I’m fine with whatever floats people’s boats.
… and yet, here you are.
javiercero1,
We’re all allowed to comment and I don’t see what the problem is? Everyone on osnews deserves to be spoken to respectfully. If you agree, then please do lighten up on the condescending remarks. If you disagree, then enlighten me why you think I deserve to be spoken to disrespectfully.
Such lack of basic self awareness… that advice you’re giving seems to apply entirely to you. So take it. LOL
javiercero1,
Now you’re just trolling. Not for nothing, but I see nothing I said that warrants rude responses from you, so what gives? Why are you so easily offended? I kind of feel like there may be misplaced aggression at play and you’re taking them out on me even though they have little to do with me. That or you just enjoy being a bully, but I hope that’s not it. I genuinely prefer to be on friendly terms than whatever this is.
Again, with the basic lack of self-awareness and projection.

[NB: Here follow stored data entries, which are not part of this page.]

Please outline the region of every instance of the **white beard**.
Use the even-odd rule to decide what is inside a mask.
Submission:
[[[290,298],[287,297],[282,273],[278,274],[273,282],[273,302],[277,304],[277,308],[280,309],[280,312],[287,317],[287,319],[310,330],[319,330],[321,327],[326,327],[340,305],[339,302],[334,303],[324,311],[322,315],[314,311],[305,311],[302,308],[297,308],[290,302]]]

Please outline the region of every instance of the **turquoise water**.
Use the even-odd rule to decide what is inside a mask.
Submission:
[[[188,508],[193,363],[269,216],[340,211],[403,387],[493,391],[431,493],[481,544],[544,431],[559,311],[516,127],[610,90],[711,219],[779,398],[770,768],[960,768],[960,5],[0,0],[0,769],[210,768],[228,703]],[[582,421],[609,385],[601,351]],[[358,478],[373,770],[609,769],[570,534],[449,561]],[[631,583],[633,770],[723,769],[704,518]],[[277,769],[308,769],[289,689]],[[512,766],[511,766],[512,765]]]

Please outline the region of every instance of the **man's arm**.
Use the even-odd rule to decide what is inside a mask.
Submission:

It’s like you keep writing what you, yourself, need to hear most.
javiercero1,
Well, if that’s the case, the evidence is right here in the thread so what’s the exact line I said that you consider rude? And be specific.
Is this the line you’re offended by??
We both seem to agree that I made a valid point: mobile SOCs are not as powerful as desktops. Yet instead of saying “yeah sorry I misspoke, let me clarify”, which is completely reasonable, you responded with an ad hominem attacking me personally strait off the bat. Admitting my point has merit would hurt your pride too much so instead you are deflecting with these “I know you are but what am I” taunts.
https://www.psychologytoday.com/us/blog/narcissism-demystified/201906/i-know-you-are-what-am-i
You really don’t need to take this stance. Seriously, I just want the rudeness to stop. Meh, I guess you really can’t help it. Go ahead, have another I know you are but what am I taunt on the house.
Subscription based, professional and on mobile form factor. This train has derailed. I see it more as a toy for now. In general to do production on such devices. Maybe for Instagram work. If this is now considered to be professional. Due to some influencers being paid for it.
Isn’t that literally the definition of being a professional? Making money off of the work you do?
Yeah. I have no idea why people are thinking that an iPad with an M2 chip can’t be used for “paid” work. Lots of professionals have been requesting versions of logic and final cut for the iPad. Specially for people who have mobile workflows, or as a front end with touch screen controls.